Murphy
Aus Ludopedia - Die Spiele Encyclopädie
Der erfahrene Siedler hat sich schon öfter nach den Ursachen und Gesetzmäßigkeiten gefragt, die verantwortlich sind für jene Geschehnisse, die einem das Spiel manchmal so sauer machen. Durch langjährige Arbeit, verbunden mit großem Aufwand und exakten Beobachtungen, gelang bereits vor einigen Jahren zwei amerikanischen Wissenschaftlern die Aufklärung der kausalen Zusammenhänge dieser Widrigkeiten. Vielleicht etwas zu pauschalierend zusammengefasst in dem Slogan "Alles was schief gehen kann, geht auch schief", geistern diese Erkenntnisse schon seit längerem von Labor zu Labor, als Mund-zu-Mund-Propaganda oder in schriftlicher Form als Aushang.

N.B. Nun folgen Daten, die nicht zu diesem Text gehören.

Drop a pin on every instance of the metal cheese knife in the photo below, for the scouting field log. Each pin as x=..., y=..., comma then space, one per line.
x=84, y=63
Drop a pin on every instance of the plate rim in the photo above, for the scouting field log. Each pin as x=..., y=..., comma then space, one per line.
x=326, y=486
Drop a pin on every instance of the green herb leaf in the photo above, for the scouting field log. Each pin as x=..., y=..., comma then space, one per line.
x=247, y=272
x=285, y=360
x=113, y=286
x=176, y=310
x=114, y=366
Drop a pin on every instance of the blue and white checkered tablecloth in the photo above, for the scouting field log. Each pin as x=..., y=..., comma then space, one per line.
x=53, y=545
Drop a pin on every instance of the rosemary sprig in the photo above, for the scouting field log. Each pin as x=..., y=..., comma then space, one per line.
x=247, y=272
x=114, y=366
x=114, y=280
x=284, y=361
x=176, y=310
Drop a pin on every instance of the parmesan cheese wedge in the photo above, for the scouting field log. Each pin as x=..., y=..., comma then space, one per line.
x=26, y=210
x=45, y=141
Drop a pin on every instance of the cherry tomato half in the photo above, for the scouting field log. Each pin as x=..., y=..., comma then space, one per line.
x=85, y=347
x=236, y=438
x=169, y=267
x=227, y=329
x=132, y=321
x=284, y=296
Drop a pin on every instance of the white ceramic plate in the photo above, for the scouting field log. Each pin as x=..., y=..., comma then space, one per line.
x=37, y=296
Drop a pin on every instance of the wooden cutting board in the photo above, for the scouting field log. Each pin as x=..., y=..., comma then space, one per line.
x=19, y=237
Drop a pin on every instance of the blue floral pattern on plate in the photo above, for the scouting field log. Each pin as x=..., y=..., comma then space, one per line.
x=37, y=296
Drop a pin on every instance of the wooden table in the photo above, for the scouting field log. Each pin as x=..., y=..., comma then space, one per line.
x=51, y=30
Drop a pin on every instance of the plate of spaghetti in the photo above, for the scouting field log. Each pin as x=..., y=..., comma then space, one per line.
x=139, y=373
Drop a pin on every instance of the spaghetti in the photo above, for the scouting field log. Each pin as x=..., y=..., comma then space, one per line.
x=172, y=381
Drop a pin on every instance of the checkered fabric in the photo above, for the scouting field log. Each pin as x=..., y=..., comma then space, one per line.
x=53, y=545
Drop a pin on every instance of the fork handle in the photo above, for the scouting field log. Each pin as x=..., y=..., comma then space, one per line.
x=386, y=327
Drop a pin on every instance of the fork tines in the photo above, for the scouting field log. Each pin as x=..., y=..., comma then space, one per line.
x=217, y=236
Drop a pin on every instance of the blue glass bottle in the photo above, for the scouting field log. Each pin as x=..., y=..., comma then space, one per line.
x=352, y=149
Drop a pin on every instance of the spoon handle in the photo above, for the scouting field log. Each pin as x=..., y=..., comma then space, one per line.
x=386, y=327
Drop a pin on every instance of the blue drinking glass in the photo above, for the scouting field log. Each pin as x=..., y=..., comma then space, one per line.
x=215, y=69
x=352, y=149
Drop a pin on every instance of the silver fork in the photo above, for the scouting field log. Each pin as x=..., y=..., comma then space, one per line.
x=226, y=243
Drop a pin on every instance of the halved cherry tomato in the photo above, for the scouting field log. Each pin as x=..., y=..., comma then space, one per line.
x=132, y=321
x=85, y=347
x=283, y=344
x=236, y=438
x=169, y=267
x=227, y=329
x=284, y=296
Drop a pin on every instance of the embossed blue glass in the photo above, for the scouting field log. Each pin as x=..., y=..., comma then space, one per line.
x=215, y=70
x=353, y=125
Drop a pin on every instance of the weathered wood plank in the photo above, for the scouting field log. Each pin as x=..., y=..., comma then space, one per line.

Nachstehend die Quintessenz dieser Überlegungen, umformuliert für Die Siedler von Catan als
Die Gesetze von Edsel Murphy und D.L. Klipstein über das Verhalten von Würfeln, Ausbaustapeln und Software:
- Wahrscheinlichkeiten sind nicht multiplikativ sonderen kontraproduktiv. Ein mit äußerst geringer Wahrscheinlichkeit eintretendes Ereignis findet immer dann statt wenn der Mitspieler davon profitiert. So erscheint z.B. ein Komet immer dann, wenn man gerade 4 Punkte und die optimale Kartenhand hat.
- Gleiche Decks, unter gleichen Voraussetzungen eingesetzt, verhalten sich im Spiel anders. Denn man muß es nicht nur kopiert, sondern auch verstanden haben.
- Die Sicherheit von Lieferterminen von Neuerscheinungen/Patches/Updates ist umgekehrt proportional zu den Beteuerungen über ihre Einhaltung
- Alle Konstanten sind variabel.
- Die Notwendigkeit einer bestimmten Karte ist umgekehrt proportional zu ihrer Zugänglichkeit, d.h. der Kirchenbann liegt immer auf dem entscheidenden Stapel.
- Der Ertragswurf ergibt immer die Landschaft die gerade 3 Rohstoffe enthält wenn man keinen Marktfleck hat.
- Wenn n-1 von n Karten ausgespielt wurden, stellt sich heraus, dass man das falsche Deck gewählt hat.
- Die Züge des Gegners dauern immer dann unendlich lange, wenn man die zum Sieg fehlenden Karten oder Rohstoffe auf der Hand hält.
- In allen Überlegungen ist dasjenige Szenario die häufigste Fehlerquelle, das vorher über alle Zweifel erhaben war.
- Die Erhältlichkeit eines Rohstoffs ist umgekehrt proportional zu seiner Wichtigkeit.
- Man hat immer zu wenige Ausbauplätze.
- Ein Spion/Feuerteufel/Raubzug wird beim Auffüllen der Kartenhand immer dann vom Kartenstapel gezogen, wenn er den größtmöglichen Schaden im eigenen Fürstentum anrichtet (Gesetz der selektiven Schwerkraft oder Marmeladentoast-Phänomen).
- Wird eine Kartenhand durch die Summe der möglichen Vor- und Nachteile der einzelen Karten beschrieben, so ist der Gesamtnutzen immer gleich der Summe aller Nachteile.
- Die benötigte Karte ist im Stapel meist die letzte. Die obersten Karten braucht man nie.
- Ein Bug passiert immer dann wenn man 12 Siegpunkte hat.
- Es fehlt immer die Karte, die man zuvor aus dem Deck entfernt hat weil man sie im Spiel davor überhaupt nicht brauchen konnte.
- Wenn man endlich die Rohstoffe für eine Siedlung eingetauscht hat, stellt man fest, dass man schon alle 5 gebaut hat.